How often were you a source in the Nixon administration for reporters?
From time to time.
Few leaks?
Yeah. I didn't have too much to leak except I worked on some confidential sources.
You were protected by reporters.
Sure.
Was this whistleblowing, or was this spinning?
Oh, I spun a lot.
Right. So you were getting protection not for the public good, but for your political good.
No, because they liked me, and I was one of them. And also I have a feeling that there was too much classification going on.
You, William Safire, decided, sitting in the White House, decided on your own there was too much classification going on and I'm going to declassify documents? A speechwriter?
Let me tell you what happened once. I got a bunch of information from [Henry] Kissinger's office about Vietnam speeches I was writing. So I write the speech, and I put on the top of it: "I'm sending into Haldeman to give to the president. Secret. Eyes only. No dis," meaning no distribution.
Someone put that on there.
No, I did. I typed it across the top of the page. ... I sent it in, and I waited for the president to send the speech back, and it didn't come. I called Haldeman, and I said, "Where did [he put] the draft?" You know, the president would make notes on it, and I'll rewrite it.
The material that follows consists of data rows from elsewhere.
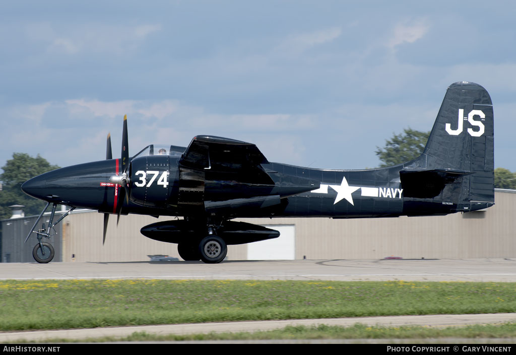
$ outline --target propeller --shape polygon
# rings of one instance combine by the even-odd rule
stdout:
[[[113,154],[111,151],[111,134],[107,134],[107,142],[106,144],[106,160],[113,158]],[[109,220],[109,214],[104,214],[104,236],[102,238],[102,245],[106,242],[106,233],[107,232],[107,223]]]
[[[129,144],[128,138],[127,137],[127,116],[124,115],[124,124],[122,131],[122,173],[118,175],[112,176],[109,179],[109,181],[112,183],[118,184],[122,187],[123,189],[121,189],[118,194],[118,198],[117,202],[117,225],[120,219],[120,213],[122,212],[122,206],[123,204],[124,198],[127,203],[129,203],[129,177],[127,176],[127,170],[131,162],[129,161]]]

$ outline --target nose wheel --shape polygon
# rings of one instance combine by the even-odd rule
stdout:
[[[207,264],[220,263],[228,253],[228,246],[224,240],[211,234],[201,240],[199,245],[201,260]]]
[[[53,259],[54,253],[54,247],[52,244],[41,240],[34,246],[33,249],[33,256],[41,264],[46,264]]]

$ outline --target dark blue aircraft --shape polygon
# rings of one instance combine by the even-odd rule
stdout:
[[[372,218],[485,208],[494,204],[493,120],[487,91],[456,83],[419,157],[389,168],[331,170],[270,163],[253,144],[213,136],[195,137],[187,148],[151,144],[130,158],[124,117],[120,159],[112,158],[108,136],[106,160],[58,169],[22,185],[47,202],[33,231],[53,204],[47,228],[34,232],[33,254],[40,263],[53,257],[42,239],[68,214],[53,222],[58,204],[105,214],[104,240],[110,214],[182,216],[141,232],[177,243],[185,260],[212,263],[223,260],[228,245],[279,236],[231,220],[236,217]]]

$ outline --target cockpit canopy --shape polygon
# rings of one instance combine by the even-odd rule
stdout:
[[[133,158],[147,155],[170,155],[180,157],[186,149],[184,147],[165,144],[149,144],[140,150]]]

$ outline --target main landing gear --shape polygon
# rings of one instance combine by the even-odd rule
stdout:
[[[50,237],[53,235],[55,235],[57,234],[56,230],[54,229],[54,227],[55,227],[56,224],[60,222],[63,218],[66,217],[68,214],[75,209],[75,207],[71,207],[68,212],[65,213],[64,215],[61,216],[57,221],[54,223],[54,216],[56,213],[56,207],[57,207],[57,204],[54,203],[52,205],[52,212],[50,214],[50,219],[49,220],[49,226],[47,229],[45,228],[45,223],[43,223],[43,228],[39,230],[37,232],[34,230],[34,228],[38,224],[39,220],[43,217],[43,214],[46,209],[49,207],[49,205],[50,204],[50,202],[46,203],[46,206],[43,209],[43,211],[41,212],[41,214],[39,215],[38,217],[38,219],[36,220],[36,223],[34,223],[34,225],[33,226],[32,229],[30,230],[30,232],[29,232],[28,235],[27,236],[27,238],[25,238],[25,243],[27,243],[27,240],[28,239],[29,237],[30,236],[33,232],[38,234],[38,244],[34,246],[34,248],[33,249],[33,256],[34,257],[34,260],[36,260],[38,263],[41,264],[46,264],[52,261],[54,259],[54,255],[55,253],[54,250],[54,247],[50,243],[47,243],[46,242],[42,241],[43,237],[48,238],[50,240]],[[54,231],[54,233],[52,235],[50,234],[50,230],[52,229]],[[46,232],[45,232],[46,230]]]
[[[220,263],[228,254],[224,239],[216,234],[215,226],[208,227],[208,235],[199,240],[185,240],[178,245],[179,256],[186,261],[199,260],[207,264]]]

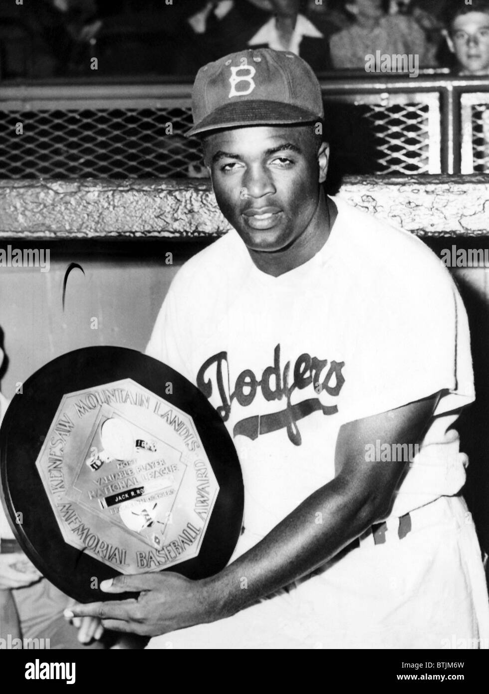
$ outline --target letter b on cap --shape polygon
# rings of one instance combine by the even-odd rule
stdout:
[[[237,72],[243,71],[246,72],[246,74],[242,75],[241,77],[237,76]],[[255,77],[256,71],[252,65],[240,65],[239,67],[232,67],[231,76],[229,78],[231,90],[228,98],[231,99],[232,96],[246,96],[247,94],[251,94],[256,87],[253,81],[253,77]],[[239,92],[237,92],[236,85],[239,84],[240,82],[248,83],[248,89],[240,90]]]

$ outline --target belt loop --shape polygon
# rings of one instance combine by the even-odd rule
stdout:
[[[399,519],[399,530],[397,530],[397,535],[399,536],[399,539],[402,540],[407,535],[409,532],[413,530],[413,524],[411,520],[411,516],[408,514],[404,514],[404,516],[401,516]]]

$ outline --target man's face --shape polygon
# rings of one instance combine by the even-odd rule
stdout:
[[[447,37],[450,50],[465,71],[474,75],[489,73],[489,14],[470,12],[460,15]]]
[[[311,126],[253,126],[207,137],[206,163],[224,217],[251,251],[283,251],[307,229],[327,145],[317,151]]]
[[[347,9],[358,17],[370,19],[380,19],[384,15],[382,0],[354,0],[346,6]]]

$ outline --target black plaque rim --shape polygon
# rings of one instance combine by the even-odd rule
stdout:
[[[198,388],[170,366],[135,350],[86,347],[62,355],[28,379],[7,409],[0,430],[0,496],[33,564],[80,602],[107,600],[110,596],[92,579],[100,582],[119,572],[65,541],[35,461],[63,396],[123,378],[132,378],[193,418],[219,484],[198,555],[162,570],[191,579],[217,573],[229,561],[242,527],[244,490],[238,455],[221,418]],[[168,382],[172,393],[164,392]]]

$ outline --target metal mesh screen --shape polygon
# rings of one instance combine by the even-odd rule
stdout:
[[[326,95],[332,165],[343,174],[440,172],[439,95]],[[148,178],[205,176],[189,100],[117,108],[56,103],[1,110],[0,177]],[[127,104],[127,105],[125,105]],[[134,102],[133,102],[134,104]],[[22,123],[23,134],[16,134]]]
[[[23,133],[16,134],[16,124]],[[108,178],[195,175],[190,108],[0,111],[0,176]]]
[[[474,174],[489,173],[489,103],[472,108],[472,153]]]

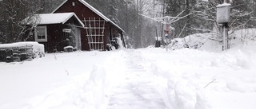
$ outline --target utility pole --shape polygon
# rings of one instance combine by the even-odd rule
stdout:
[[[228,22],[230,18],[230,4],[229,0],[222,0],[222,4],[217,6],[217,22],[222,25],[222,50],[230,49],[228,39]]]

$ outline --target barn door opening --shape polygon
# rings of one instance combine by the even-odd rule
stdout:
[[[105,20],[95,18],[85,19],[90,50],[104,50]]]

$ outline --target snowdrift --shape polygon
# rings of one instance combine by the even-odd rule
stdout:
[[[230,48],[243,45],[254,44],[256,29],[244,29],[230,33]],[[210,52],[222,50],[222,38],[216,33],[196,33],[184,38],[176,38],[171,41],[169,48],[172,50],[190,48]]]

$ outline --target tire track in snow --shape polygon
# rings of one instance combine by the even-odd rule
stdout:
[[[107,109],[166,109],[155,89],[154,77],[142,66],[142,57],[135,50],[126,51],[122,81],[113,86]]]

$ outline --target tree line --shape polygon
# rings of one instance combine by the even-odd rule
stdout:
[[[0,43],[18,41],[22,19],[34,14],[50,13],[63,1],[0,1]],[[215,33],[218,36],[216,6],[222,2],[222,0],[86,1],[121,26],[126,31],[126,45],[135,49],[152,45],[156,37],[164,36],[163,24],[145,16],[157,18],[190,14],[170,24],[174,29],[171,38],[198,33]],[[255,7],[256,0],[233,0],[230,29],[255,28]]]

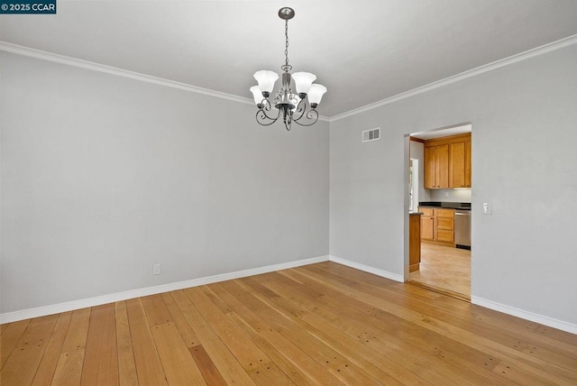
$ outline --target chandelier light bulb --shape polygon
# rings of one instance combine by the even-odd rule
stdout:
[[[308,103],[310,103],[311,108],[316,108],[318,104],[321,103],[323,94],[325,92],[326,87],[325,86],[317,84],[311,85],[308,90]]]
[[[262,91],[261,91],[261,87],[258,86],[252,86],[249,88],[252,93],[252,97],[254,98],[254,103],[256,106],[259,108],[262,107]]]
[[[295,87],[298,96],[304,98],[308,94],[310,86],[316,80],[316,75],[310,72],[295,72],[292,74],[292,78],[295,81]]]
[[[268,69],[261,69],[254,73],[254,78],[259,82],[259,88],[261,88],[262,95],[268,97],[274,88],[274,84],[279,78],[279,74]],[[265,93],[268,95],[265,95]]]

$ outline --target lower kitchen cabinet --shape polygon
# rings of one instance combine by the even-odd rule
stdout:
[[[454,210],[419,207],[421,240],[454,246]]]

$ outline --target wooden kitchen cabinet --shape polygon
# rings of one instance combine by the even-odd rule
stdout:
[[[419,207],[421,240],[454,246],[454,210]]]
[[[449,187],[465,187],[465,142],[449,145]]]
[[[435,209],[419,207],[421,216],[421,239],[435,240]]]
[[[425,188],[471,188],[471,133],[425,142]]]
[[[435,209],[436,220],[436,241],[444,243],[454,242],[454,210]]]

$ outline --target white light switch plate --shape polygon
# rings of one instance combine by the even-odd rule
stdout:
[[[152,267],[152,274],[160,275],[162,272],[162,265],[160,262],[156,262]]]

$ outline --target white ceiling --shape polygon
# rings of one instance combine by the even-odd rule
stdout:
[[[0,41],[243,97],[289,62],[327,87],[325,116],[577,34],[575,0],[58,1],[0,15]]]
[[[411,136],[419,138],[421,140],[431,140],[433,138],[441,138],[449,135],[464,134],[465,133],[471,133],[472,129],[472,124],[463,124],[462,126],[448,127],[445,129],[433,130],[430,132],[416,133],[411,134]]]

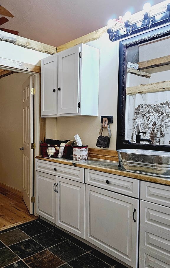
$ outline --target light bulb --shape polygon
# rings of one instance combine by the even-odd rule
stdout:
[[[125,14],[124,17],[125,20],[129,20],[132,14],[130,11],[127,11]]]
[[[151,5],[150,3],[145,3],[143,5],[143,10],[146,13],[149,12],[151,7]]]
[[[112,28],[113,24],[113,20],[109,20],[107,22],[107,25],[109,28]]]

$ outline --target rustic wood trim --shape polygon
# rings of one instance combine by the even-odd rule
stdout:
[[[3,58],[0,58],[0,66],[3,67],[14,68],[19,70],[28,71],[38,73],[41,73],[40,66],[25,63],[21,61],[17,61]]]
[[[88,157],[91,158],[119,161],[118,154],[116,151],[88,148]]]
[[[10,192],[13,193],[14,194],[15,194],[19,196],[22,197],[22,192],[19,191],[18,190],[17,190],[16,189],[15,189],[14,188],[13,188],[12,187],[11,187],[11,186],[8,186],[8,185],[6,185],[3,183],[0,182],[0,187],[3,188],[4,189],[5,189]]]
[[[55,47],[18,36],[3,31],[0,31],[0,41],[12,43],[14,45],[25,48],[51,55],[55,54],[57,51],[57,48]]]
[[[165,81],[127,87],[126,93],[127,95],[133,95],[133,94],[158,92],[169,90],[170,81]]]
[[[15,74],[17,72],[14,72],[10,71],[4,70],[3,72],[0,72],[0,79],[3,77],[6,76],[7,76],[8,75],[10,75],[10,74]]]
[[[138,76],[141,76],[147,78],[150,78],[151,76],[150,74],[148,74],[148,73],[142,72],[139,70],[135,70],[133,68],[128,68],[127,72],[128,74],[132,74]]]
[[[87,43],[88,42],[99,39],[103,35],[107,32],[108,29],[108,26],[105,26],[99,29],[98,30],[92,32],[87,35],[77,38],[76,39],[75,39],[70,42],[68,42],[68,43],[66,43],[64,45],[60,46],[57,47],[57,52],[60,52],[61,51],[62,51],[67,48],[72,47],[77,45],[81,44],[81,43]]]
[[[9,11],[5,8],[2,6],[1,5],[0,5],[0,14],[7,17],[10,17],[11,18],[13,18],[14,17],[14,15],[11,14]]]
[[[170,64],[170,55],[138,62],[139,70],[146,70]]]

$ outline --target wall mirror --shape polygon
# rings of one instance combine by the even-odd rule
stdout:
[[[167,25],[120,42],[117,149],[170,151],[170,38]]]

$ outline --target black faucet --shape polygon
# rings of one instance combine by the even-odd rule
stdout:
[[[139,132],[139,131],[138,132],[138,134],[136,135],[136,143],[140,143],[140,142],[147,142],[148,143],[151,143],[152,142],[149,139],[141,139],[140,137],[141,135],[140,135],[140,134],[141,133],[143,134],[146,134],[146,132]]]

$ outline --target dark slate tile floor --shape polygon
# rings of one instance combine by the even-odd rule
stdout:
[[[126,268],[41,219],[0,231],[0,268]]]

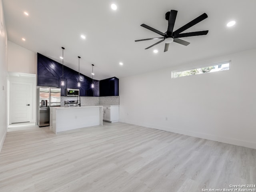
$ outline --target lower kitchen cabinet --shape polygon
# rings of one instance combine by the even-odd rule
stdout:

And he said, "I would send it back to you, but you're not cleared for top secret, no not for distribution." So I had classified my own stuff and I'm not cleared for it.
There's an element of ridiculousness in this overclassification business. I'm aware of the fact that stamping something secret is easy to do and unstamping it is very hard to do.
So you decided to leak some of it? I mean, you said earlier that you had been a source for some reporters in some cases involving classified information that you, William Safire, decided on your own to declassify.
No, I didn't declassify secret information; I spun. I said, "Now, this is what's been published, but this is what it means." Now, is that leaking? It's spinning. I didn't say, "This many troops went into this place." That would be leaking, but when you're inside, you should be expressing the point of view of the administration that's trying to affect public opinion.
But what I'm getting at is that you expected confidentiality from the reporter you were spinning, and he theoretically, or she, would have to be willing to go to jail if there had been an investigation of some kind. You expected that you were going to be protected. But the content --
No, no, no, no, no. You're operating on the thesis that I was giving information of a secret, and I wasn't.
OK, but you did expect protection.
When I would say, "This is not for attribution," that means you can't quote me at all or indicate a White House speechwriter. I didn't do that all too often, frankly.
No, but the reporter who you were talking to, you expect them to basically protect you.
Of course, or otherwise I'll talk to somebody else, or else I wouldn't talk at all. That's the whole idea of confidentiality. If the reporter has the weapon of being able to say, "Tell me the story and I won't get you involved," that's a powerful way of getting information out into the public. Now, you sometimes will burn a source if he has deliberately misled you. Then all bets are off.